Consistency, we’ve found, plays a big role in ensuring that a company’s culture persists undiluted. For us, that begins with the telling of Harth’s story. As we involved more people in the onboarding process we realized that our messaging was being muddied because people tell stories differently—some would emphasize certain points over others, or omit parts. \
We started using the online presentation platform Prezi, because it offers something more than a slideshow, which is pretty much what you get with programs like PowerPoint. We wanted the employees to be able to navigate, at their own pace, our company’s history and its values, as well as what role they’ll play and what they can expect to get out of their employment. Prezi allows us to arrange the information in a game-like structure. We start with four “units”—Getting Started, Harth Processes, Harth Culture, and Harth Perks—and from there, each unit expands into sub-units that go deeper into the specifics of the original category, depending on how far the hire drills down into the information.

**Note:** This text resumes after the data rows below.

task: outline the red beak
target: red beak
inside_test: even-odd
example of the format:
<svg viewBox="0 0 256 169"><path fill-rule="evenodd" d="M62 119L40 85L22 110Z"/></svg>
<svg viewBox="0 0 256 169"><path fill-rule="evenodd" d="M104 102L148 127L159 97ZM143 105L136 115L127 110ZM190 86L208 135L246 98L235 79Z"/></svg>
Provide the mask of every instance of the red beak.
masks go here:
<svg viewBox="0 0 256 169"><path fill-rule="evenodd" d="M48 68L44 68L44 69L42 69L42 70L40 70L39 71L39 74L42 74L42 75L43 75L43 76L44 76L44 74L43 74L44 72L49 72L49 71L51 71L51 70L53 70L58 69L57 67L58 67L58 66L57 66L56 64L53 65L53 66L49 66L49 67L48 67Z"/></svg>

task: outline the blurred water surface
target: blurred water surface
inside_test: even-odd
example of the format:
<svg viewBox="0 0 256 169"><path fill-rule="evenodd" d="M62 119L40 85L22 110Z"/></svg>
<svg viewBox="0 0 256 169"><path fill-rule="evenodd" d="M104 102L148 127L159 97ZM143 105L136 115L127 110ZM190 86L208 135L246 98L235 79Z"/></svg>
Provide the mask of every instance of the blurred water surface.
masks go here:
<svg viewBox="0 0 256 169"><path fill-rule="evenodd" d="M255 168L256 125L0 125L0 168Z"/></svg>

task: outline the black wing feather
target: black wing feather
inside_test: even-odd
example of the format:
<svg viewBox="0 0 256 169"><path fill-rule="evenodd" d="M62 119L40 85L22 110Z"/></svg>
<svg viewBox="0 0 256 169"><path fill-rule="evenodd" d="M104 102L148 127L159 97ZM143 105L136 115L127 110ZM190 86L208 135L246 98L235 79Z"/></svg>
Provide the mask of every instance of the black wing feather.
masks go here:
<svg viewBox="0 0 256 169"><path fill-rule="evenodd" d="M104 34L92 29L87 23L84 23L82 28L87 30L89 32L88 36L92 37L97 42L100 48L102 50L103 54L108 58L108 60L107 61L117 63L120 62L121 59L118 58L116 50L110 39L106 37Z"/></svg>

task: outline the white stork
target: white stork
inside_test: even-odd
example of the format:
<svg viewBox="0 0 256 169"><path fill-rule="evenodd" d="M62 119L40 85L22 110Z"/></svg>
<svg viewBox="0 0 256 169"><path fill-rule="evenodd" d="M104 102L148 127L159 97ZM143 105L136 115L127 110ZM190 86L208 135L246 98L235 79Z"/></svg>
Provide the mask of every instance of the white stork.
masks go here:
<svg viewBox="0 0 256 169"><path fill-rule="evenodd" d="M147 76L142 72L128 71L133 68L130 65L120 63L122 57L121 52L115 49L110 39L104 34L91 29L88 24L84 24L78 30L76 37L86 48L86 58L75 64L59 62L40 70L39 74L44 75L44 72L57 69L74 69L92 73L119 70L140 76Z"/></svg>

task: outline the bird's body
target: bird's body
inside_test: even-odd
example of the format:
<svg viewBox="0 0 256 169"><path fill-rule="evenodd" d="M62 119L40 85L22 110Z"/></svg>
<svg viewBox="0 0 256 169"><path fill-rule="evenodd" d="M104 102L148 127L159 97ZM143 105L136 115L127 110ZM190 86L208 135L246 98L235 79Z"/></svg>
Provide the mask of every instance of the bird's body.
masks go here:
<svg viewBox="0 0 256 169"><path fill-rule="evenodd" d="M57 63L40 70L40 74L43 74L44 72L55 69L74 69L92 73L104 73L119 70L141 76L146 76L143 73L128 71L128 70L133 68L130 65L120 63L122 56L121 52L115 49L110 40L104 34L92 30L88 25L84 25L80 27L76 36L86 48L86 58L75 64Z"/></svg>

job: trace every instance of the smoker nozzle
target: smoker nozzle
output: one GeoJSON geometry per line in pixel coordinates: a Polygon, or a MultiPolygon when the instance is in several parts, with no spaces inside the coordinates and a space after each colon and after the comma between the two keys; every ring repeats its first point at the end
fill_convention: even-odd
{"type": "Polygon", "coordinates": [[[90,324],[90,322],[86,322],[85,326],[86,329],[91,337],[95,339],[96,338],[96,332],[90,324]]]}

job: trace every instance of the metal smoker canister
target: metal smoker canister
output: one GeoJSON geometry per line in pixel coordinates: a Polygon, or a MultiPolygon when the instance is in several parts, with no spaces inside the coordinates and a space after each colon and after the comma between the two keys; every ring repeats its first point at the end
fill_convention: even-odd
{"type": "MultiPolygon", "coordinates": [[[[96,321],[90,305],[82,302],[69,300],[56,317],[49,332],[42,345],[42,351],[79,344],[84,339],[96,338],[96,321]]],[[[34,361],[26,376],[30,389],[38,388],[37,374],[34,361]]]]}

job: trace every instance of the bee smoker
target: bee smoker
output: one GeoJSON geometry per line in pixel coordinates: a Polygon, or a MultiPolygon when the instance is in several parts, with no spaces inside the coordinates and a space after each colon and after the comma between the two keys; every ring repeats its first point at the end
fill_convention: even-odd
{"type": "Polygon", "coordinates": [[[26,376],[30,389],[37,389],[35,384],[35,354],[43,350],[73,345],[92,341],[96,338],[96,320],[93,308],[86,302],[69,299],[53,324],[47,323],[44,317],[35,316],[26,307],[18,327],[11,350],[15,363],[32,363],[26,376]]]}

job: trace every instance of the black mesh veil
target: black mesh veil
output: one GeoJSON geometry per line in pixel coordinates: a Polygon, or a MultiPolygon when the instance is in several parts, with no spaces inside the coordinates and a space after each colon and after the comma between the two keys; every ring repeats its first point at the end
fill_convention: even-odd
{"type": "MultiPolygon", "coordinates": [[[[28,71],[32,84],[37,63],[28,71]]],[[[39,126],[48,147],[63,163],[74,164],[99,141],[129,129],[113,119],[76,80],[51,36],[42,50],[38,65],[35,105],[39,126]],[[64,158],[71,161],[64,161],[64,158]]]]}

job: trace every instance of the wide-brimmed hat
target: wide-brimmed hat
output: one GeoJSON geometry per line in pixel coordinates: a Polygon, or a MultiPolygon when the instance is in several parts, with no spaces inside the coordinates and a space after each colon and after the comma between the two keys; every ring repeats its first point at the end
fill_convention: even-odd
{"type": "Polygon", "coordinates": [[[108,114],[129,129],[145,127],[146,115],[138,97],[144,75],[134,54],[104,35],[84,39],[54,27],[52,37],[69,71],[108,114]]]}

Consistency, we’ve found, plays a big role in ensuring that a company’s culture persists undiluted.
For instance, by clicking on Harth Processes, employees see a brief explanation of our processes and prompts to three sub-units for more information: Smartsheet (which explains the program Smartsheets, a sort of high-octane Excel), Communication (which breaks down even further into three sub-subgroups), and Design/Build Philosophy, complete with an embedded video on the subject.
The platform is available via a very affordable monthly subscription.
Encouraging Entrepreneurialism
I call our “Onboarding Passport” the second step of the process, but really it’s happening alongside step 1. What it is, in a nutshell, is a series of tasks (some of which employees get additional information on through Prezi) our new employees are asked to complete within the first 90 days of their start date. The tasks—of which there are eight overall—are designed almost like a scavenger hunt, taking the employee through things as boilerplate as the paperwork that comes with any new hire, all the way to scheduling trainings and one-on-one meetings with members of our leadership team. We know our employees want a high-level of autonomy, and our passport gives it to them without sacrificing a clear reporting structure. We’re saying, “We trust you to get this done.”
As a secondary benefit, the passport, which very much requires a certain level of entrepreneurialism, serves as a kind of litmus test for self-starters and future leaders. You get to see who takes initiative and who waits for that push to keep going.
Remember: Progress Takes Time
The truth is, we don’t expect to get much in the first 90 days—and if you’re putting together your own onboarding process, you shouldn’t either. Those first three months are for getting acquainted with our company. And honestly, we don’t expect all that much productivity for the first 12 months. We empower our employees to make decisions in our absence, and for them to reach that level—to know and understand our workflow and the expectations of them—it takes time.